Cláudio B. Carlos é poeta e prosador,nascido em 22 de janeiro de 1971,em São Sepé-RS. Tem vários livros publicados. Escreve no blog Balaio de letras.Criou o grupo de escritores O Bodoque. Ele  também é revisor,faz capas de livros e tem o blog Miradas  com suas fotografias.


OLHOS DE CORTAR CEBOLA

Tenho restos de carne,já apodrecida,sob as unhas: ossos do ofício. Já auxiliei muita gente a fazer a passagem.Coisa mais natural do mundo. Não é que eu não tenha sentimento,não é isso, é que tenho uma manha: nunca deixo o encomendado perceber meus olhos de cortar cebola...


O RATO

Há meses vinha sentindo  o seu cheiro azedo nas paredes de tábua e nos móveis, há meses vinha escutando o barulho das suas patas  no sótão e no assoalho e o derrubar de coisas,que guloso e daninho, provocava no meio da noite. Eu o odiava há meses.E agora está aqui espetado no garfo. Escorregou do caibro e caiu sobre a mesa e jaz aqui, de olhos esbugalhados,causando-me alegria, prazer e nojo.espirrando de sangue a mesa e estragando-me o jantar.

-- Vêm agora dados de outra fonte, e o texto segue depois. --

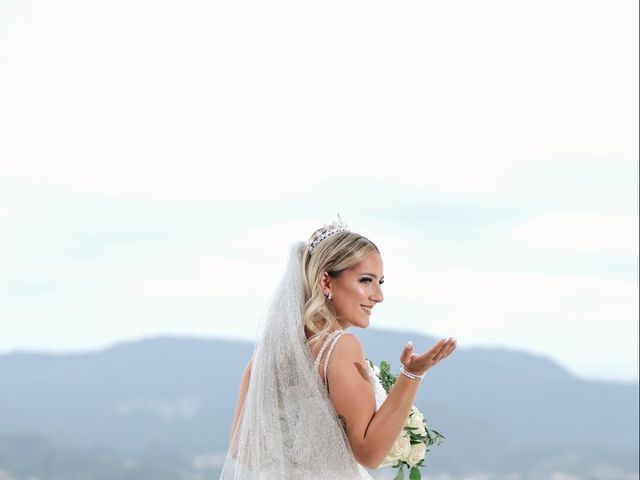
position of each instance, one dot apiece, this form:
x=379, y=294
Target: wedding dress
x=287, y=428
x=378, y=390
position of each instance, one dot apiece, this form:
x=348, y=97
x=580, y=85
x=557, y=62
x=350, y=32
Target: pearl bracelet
x=410, y=375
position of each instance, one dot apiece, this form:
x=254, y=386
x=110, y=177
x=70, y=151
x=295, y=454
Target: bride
x=310, y=407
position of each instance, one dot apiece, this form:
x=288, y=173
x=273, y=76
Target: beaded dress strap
x=326, y=362
x=325, y=344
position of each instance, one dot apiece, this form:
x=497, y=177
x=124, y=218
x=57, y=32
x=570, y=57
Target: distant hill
x=151, y=408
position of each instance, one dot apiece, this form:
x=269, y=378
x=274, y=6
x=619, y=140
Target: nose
x=377, y=296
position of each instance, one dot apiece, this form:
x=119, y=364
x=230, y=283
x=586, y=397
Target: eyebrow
x=373, y=275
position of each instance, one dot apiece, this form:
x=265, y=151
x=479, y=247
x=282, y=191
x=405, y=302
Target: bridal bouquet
x=411, y=446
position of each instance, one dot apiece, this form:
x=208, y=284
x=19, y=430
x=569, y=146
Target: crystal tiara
x=335, y=227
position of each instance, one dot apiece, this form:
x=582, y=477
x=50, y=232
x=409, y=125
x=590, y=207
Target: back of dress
x=287, y=428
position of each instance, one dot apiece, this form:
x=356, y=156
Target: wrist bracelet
x=410, y=375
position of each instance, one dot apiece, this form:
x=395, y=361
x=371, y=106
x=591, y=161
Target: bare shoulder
x=349, y=347
x=351, y=391
x=348, y=358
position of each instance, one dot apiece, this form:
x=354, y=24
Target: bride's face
x=356, y=291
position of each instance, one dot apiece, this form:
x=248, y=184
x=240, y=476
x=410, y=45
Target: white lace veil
x=288, y=427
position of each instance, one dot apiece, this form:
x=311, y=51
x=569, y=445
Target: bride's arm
x=371, y=434
x=242, y=394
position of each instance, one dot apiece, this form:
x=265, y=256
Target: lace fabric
x=288, y=428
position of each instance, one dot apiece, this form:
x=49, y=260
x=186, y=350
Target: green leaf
x=400, y=475
x=414, y=474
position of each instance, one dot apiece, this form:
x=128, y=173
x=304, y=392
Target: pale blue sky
x=157, y=160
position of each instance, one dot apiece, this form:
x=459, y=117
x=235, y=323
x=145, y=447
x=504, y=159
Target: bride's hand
x=419, y=364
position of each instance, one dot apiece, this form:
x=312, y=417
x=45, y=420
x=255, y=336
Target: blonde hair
x=333, y=255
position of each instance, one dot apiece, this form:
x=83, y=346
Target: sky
x=158, y=158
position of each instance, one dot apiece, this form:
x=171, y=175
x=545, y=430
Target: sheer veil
x=288, y=428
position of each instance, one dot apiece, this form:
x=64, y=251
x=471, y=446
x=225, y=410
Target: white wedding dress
x=378, y=389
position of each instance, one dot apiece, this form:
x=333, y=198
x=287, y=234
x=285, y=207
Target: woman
x=309, y=405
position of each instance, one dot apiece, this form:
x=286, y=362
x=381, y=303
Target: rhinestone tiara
x=335, y=227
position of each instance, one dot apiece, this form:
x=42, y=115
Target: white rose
x=418, y=452
x=416, y=420
x=400, y=450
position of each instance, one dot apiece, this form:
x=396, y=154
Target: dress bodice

Algumas fotos do blog Miradas:





Algumas das capas criadas pelo autor:



quarta-feira, 14 de dezembro de 2016

ELO

Cumprir o trato
de si e consigo,
filtrar o nato
de ti e contigo.

Romper o selo,
cravar a porta,
negá-lo e sê-lo:
morte e aorta.

Verter o avesso,
compor destreza,
reter o espesso
da incerteza.

terça-feira, 13 de dezembro de 2016

Via Crucis

Cruzar é preciso
a estreita via,
criar o acaso
e silêncio que soa.

Espreitar o estreito,
oposto do dia,
reter o rastro
do que não voa.

Verter o vil
da estreita via,
urna de sal
que o sol coa.

(imagem: Google)

segunda-feira, 12 de dezembro de 2016

Verbo

Na boca brota
amarga erva,
fecunda horta
de transtorno e treva.
Saliva - a semente-
E voz - raiz -
despertam o dormente
que cala e diz.
Vinga o sustento
de toda pronúncia
reter o alento
de ar e astúcia.
Erva e amargo
o ruminar não encerra,
é de tal travo
que se ara a terra.

(imagem: Google)



domingo, 11 de dezembro de 2016

Anacoreta ( 2)



   Sob uma árvore,no aberto tronco,instalou-se,plácido.Amalgamado  ao vegetal.Não um parasita,em mimetismo.Um vago ruído de folhas e de seiva.As pessoas que até ali vão  tentam chamar-lhe a atenção, irritá-lo,fazem poses ridículas, gestos obscenos,cospem-lhe,atiram pedras,xingam,chamam-no de idiota,louco,estúpido.Diante de tal espetáculo, limita-se a ficar de quatro e pastar.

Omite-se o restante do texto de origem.